Memory Bandwidth Plugin#
Overview#
The Memory Bandwidth plugin tests and validates the memory bandwidth performance of individual NVIDIA GPUs. It measures how fast each GPU can read from and write to its own memory, which is critical for applications that require high memory throughput.
The plugin targets the following aspects of GPU memory performance:
Memory Bandwidth: Measures the rate at which data can be read from and written to GPU memory within a single GPU
Memory Subsystem Stability: Validates that the memory subsystem can handle sustained high-bandwidth operations without errors
Memory Performance Validation: Ensures the GPU meets expected memory performance thresholds
Test Description#
This test performs memory bandwidth measurements using the STREAM benchmark’s TRIAD operation. It allocates large memory arrays on each GPU and runs intensive memory operations to stress the memory subsystem. During this process, the GPU will be monitored for memory errors, CUDA errors, and performance thresholds.

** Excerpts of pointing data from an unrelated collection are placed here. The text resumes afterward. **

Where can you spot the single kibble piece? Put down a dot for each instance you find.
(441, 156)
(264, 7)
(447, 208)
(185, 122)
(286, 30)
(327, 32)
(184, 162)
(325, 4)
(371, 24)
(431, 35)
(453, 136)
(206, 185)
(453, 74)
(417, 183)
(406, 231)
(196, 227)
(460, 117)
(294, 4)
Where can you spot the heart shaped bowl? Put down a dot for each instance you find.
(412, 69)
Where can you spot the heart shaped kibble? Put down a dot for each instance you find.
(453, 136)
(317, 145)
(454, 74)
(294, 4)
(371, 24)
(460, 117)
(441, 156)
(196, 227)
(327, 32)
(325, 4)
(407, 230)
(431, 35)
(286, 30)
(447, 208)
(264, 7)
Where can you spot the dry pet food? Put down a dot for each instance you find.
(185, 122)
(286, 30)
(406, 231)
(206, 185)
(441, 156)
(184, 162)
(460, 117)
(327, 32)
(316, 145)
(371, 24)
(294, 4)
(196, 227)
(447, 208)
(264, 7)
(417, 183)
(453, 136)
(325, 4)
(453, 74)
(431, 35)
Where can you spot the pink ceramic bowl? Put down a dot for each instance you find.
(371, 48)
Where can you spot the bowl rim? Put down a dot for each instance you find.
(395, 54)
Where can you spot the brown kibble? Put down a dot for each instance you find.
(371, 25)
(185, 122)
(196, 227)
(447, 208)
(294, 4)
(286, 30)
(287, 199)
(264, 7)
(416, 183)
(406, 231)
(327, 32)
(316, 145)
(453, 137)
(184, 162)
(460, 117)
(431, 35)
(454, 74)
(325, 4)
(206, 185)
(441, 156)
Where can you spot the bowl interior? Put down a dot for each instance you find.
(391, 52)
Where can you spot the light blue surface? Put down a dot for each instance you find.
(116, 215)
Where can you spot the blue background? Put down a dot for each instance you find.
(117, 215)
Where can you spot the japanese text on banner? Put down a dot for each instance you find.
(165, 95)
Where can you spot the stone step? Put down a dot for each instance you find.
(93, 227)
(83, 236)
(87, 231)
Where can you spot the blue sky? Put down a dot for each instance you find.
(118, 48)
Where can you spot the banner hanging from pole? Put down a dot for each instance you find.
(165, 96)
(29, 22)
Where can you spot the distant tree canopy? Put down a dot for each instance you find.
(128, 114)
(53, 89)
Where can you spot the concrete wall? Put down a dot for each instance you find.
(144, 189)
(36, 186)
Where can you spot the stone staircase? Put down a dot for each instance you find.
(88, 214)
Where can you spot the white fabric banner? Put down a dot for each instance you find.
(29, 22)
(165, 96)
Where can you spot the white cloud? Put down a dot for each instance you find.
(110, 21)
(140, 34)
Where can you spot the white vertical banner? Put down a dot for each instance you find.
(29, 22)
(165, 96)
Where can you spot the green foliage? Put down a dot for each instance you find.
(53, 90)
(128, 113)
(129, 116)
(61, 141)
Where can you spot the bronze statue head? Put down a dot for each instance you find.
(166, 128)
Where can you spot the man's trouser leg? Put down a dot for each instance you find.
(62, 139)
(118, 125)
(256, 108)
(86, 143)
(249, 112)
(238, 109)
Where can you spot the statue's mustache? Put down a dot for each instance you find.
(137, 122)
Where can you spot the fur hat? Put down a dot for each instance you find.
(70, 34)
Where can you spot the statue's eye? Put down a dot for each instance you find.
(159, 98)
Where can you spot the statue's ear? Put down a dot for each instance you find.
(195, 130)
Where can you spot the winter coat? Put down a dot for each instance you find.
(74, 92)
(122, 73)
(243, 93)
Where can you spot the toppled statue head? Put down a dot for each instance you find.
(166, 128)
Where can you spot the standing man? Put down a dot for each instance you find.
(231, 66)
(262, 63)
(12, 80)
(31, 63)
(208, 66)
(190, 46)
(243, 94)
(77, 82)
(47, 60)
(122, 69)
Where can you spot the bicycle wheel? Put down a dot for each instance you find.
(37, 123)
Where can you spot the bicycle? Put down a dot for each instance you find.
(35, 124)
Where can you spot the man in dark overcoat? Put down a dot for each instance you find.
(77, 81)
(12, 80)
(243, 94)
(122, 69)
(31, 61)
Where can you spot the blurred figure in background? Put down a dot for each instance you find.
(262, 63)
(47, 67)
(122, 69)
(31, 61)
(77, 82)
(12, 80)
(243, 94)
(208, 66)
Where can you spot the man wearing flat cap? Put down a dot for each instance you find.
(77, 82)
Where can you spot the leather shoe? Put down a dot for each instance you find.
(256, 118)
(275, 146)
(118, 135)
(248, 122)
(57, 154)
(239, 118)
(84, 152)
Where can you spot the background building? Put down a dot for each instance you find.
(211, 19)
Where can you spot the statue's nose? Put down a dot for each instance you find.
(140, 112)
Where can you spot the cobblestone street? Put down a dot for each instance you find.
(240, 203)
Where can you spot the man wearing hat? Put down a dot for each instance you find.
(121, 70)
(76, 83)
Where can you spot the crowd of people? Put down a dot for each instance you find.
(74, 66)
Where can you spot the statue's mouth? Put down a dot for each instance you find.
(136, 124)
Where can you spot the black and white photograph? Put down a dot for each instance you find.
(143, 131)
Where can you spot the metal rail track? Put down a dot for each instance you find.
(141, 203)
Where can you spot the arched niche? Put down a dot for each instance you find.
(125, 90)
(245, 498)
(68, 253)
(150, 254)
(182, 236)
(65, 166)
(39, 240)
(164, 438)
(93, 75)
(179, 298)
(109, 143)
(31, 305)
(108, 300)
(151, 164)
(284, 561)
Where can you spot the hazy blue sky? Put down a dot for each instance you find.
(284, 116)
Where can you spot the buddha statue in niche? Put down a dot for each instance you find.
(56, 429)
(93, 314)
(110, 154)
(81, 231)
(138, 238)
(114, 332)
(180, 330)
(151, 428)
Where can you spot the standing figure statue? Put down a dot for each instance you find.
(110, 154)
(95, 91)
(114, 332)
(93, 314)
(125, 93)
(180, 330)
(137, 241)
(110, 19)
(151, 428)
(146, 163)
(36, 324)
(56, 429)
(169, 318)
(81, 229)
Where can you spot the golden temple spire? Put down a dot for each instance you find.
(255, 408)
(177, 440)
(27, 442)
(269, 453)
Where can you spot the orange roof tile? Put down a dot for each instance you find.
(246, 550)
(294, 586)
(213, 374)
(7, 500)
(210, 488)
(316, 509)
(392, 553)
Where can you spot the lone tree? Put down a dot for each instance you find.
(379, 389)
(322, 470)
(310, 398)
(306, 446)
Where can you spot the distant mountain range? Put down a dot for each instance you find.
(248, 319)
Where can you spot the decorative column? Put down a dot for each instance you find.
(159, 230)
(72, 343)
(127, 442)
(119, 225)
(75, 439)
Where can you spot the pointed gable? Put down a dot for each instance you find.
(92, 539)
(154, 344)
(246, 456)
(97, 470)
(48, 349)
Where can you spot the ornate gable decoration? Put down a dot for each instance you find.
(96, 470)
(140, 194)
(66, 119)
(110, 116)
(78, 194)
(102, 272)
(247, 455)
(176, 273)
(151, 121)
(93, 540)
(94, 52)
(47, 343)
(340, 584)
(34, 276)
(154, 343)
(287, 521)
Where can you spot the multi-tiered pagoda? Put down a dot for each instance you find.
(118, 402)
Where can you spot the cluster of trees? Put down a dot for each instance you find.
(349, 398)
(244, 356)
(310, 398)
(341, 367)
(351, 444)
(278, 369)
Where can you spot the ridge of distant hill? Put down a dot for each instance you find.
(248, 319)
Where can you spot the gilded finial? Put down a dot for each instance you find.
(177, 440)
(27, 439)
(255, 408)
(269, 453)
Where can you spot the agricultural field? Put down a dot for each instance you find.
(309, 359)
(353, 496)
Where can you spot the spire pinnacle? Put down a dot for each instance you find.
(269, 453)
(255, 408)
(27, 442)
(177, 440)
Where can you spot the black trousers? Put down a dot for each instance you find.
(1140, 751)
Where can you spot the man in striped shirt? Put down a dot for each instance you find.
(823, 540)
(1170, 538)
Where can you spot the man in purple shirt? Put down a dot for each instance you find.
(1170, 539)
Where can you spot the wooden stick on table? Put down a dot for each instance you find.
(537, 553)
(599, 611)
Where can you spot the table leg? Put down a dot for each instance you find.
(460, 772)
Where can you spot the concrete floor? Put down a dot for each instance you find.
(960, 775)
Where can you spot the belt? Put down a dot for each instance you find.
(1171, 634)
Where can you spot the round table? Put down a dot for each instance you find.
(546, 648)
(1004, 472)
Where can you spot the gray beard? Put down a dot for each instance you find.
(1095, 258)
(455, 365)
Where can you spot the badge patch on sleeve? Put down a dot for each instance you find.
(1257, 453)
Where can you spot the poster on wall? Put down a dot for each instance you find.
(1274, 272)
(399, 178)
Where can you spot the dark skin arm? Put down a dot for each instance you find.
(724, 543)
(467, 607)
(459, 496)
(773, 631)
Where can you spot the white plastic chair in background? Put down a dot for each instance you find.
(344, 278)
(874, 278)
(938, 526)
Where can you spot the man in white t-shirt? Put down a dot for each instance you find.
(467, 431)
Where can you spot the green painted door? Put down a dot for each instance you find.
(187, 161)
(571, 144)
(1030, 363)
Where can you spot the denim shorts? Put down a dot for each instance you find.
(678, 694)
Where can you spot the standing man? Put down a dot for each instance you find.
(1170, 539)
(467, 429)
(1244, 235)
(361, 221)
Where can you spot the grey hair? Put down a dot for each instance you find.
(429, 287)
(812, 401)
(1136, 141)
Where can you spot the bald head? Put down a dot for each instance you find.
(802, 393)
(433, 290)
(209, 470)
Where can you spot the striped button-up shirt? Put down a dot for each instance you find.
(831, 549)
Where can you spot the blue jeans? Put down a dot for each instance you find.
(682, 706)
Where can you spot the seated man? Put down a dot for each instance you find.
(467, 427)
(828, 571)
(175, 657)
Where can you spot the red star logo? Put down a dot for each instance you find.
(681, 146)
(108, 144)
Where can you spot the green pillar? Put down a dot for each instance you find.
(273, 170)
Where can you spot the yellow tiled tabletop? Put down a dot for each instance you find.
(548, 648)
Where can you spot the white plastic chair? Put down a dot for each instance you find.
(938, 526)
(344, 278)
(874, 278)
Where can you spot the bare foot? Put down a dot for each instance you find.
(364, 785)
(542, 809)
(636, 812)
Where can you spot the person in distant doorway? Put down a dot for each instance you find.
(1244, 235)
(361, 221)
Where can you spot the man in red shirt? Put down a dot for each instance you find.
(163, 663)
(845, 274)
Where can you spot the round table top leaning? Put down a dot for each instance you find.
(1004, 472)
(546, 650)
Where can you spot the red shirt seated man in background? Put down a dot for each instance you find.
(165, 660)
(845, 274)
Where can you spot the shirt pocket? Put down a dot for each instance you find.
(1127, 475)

The test runs multiple iterations with different memory access patterns to find the optimal configuration for each GPU and measure the sustainable memory bandwidth. It validates that each GPU can achieve the specified minimum bandwidth threshold, ensuring the memory subsystem is performing as expected for high-bandwidth workloads.
The Memory Bandwidth plugin implements the STREAM benchmark, which consists of four main memory operations:
COPY: a(i) = b(i) - Simple memory copy operation
SCALE: a(i) = q*b(i) - Memory copy with scaling
SUM: a(i) = b(i) + c(i) - Memory copy with addition
TRIAD: a(i) = b(i) + q*c(i) - Memory copy with scaling and addition
The plugin focuses on the TRIAD operation, which is the most memory-intensive and provides the best measure of sustainable memory bandwidth. This operation is chosen because it requires reading from two memory locations and writing to a third, represents a common pattern in scientific computing and data processing, provides the most comprehensive measure of memory bandwidth, and tests both read and write operations simultaneously.
The test allocates memory based on the configured memory size parameter (default: 67,108,864 elements × 4 bytes x 3 arrays = 756MB per GPU allocated), runs TRIAD operations with different memory access patterns, measures bandwidth for each configuration, finds optimal performance and compares against the minimum threshold, and reports results including achieved bandwidth and any errors encountered.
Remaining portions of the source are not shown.